Once reached the of or in keyword, the right-hand side expression needs to be passed with the correct [+In] context to disallow the two in expressions in #prod-RelationalExpression:

RelationalExpression[In, Yield, Await] :
[+In] RelationalExpression[+In, ?Yield, ?Await] in ShiftExpression[?Yield, ?Await]
[+In] PrivateIdentifier in ShiftExpression[?Yield, ?Await]

Note 2: The [In] grammar parameter is needed to avoid confusing the in operator in a relational expression with the in operator in a for statement.

And this is the only application for the [In] context in the entire specification.

Also to note, the grammar [lookahead ∉ { let, async of }] forbids for (async of ...), and it needs to be explicitly guarded against.


Block-Level Function Declarations

In Annex B.3.2 #sec-block-level-function-declarations-web-legacy-compatibility-semantics, an entire page is dedicated to explain how FunctionDeclaration is supposed to behave in Block statements. It boils down to

https://github.com/acornjs/acorn/blob/11735729c4ebe590e406f952059813f250a4cbd1/acorn/src/scope.js#L30-L35

The name of a FunctionDeclaration needs to be treated the same as a var declaration if its inside a function declaration. This code snippet errors with a re-declaration error since bar is inside a block scope:

function foo() {
if (true) {
var bar;
function bar() {} // redeclaration error
}
}

meanwhile, the following does not error because it is inside a function scope, function bar is treated as a var declaration:

function foo() {
var bar;
function bar() {}
}

Grammar Context

The syntactic grammar has 5 context parameters for allowing and disallowing certain constructs, namely [In], [Return], [Yield], [Await] and [Default].

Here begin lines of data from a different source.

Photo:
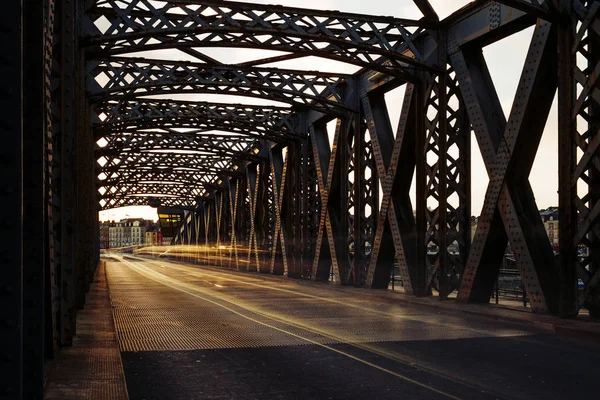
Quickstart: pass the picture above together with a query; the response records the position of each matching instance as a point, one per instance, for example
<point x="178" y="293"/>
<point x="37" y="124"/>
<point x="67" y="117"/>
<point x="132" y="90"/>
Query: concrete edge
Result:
<point x="114" y="326"/>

It is best to keep a context during parsing, for example in Rome:

https://github.com/rome/tools/blob/5a059c0413baf1d54436ac0c149a829f0dfd1f4d/crates/rome_js_parser/src/state.rs#L404-L425

And toggle and check these flags accordingly by following the grammar.

AssignmentPattern vs BindingPattern

In estree, the left-hand side of an AssignmentExpression is a Pattern:

extend interface AssignmentExpression {
left: Pattern;
}

and the left-hand side of a VariableDeclarator is a Pattern:

interface VariableDeclarator <: Node {
type: "VariableDeclarator";
id: Pattern;
init: Expression | null;
}

A Pattern can be a Identifier, ObjectPattern, ArrayPattern:

interface Identifier <: Expression, Pattern {
type: "Identifier";
name: string;
}

interface ObjectPattern <: Pattern {
type: "ObjectPattern";
properties: [ AssignmentProperty ];
}

interface ArrayPattern <: Pattern {
type: "ArrayPattern";
elements: [ Pattern | null ];
}

But from the specification perspective, we have the following JavaScript:

// AssignmentExpression:
{ foo } = bar;
^^^ IdentifierReference
[ foo ] = bar;
^^^ IdentifierReference

// VariableDeclarator
var { foo } = bar;
^^^ BindingIdentifier
var [ foo ] = bar;
^^^ BindingIdentifier

This starts to become confusing because we now have a situation where we cannot directly distinguish whether the Identifier is a BindingIdentifier or a IdentifierReference inside a Pattern:

enum Pattern {
Identifier, // Is this a `BindingIdentifier` or a `IdentifierReference`?
ArrayPattern,
ObjectPattern,
}

This will lead to all sorts of unnecessary code further down the parser pipeline. For example, when setting up the scope for semantic analysis, we need to inspect the parents of this Identifier to determine whether we should bind it to the scope or not.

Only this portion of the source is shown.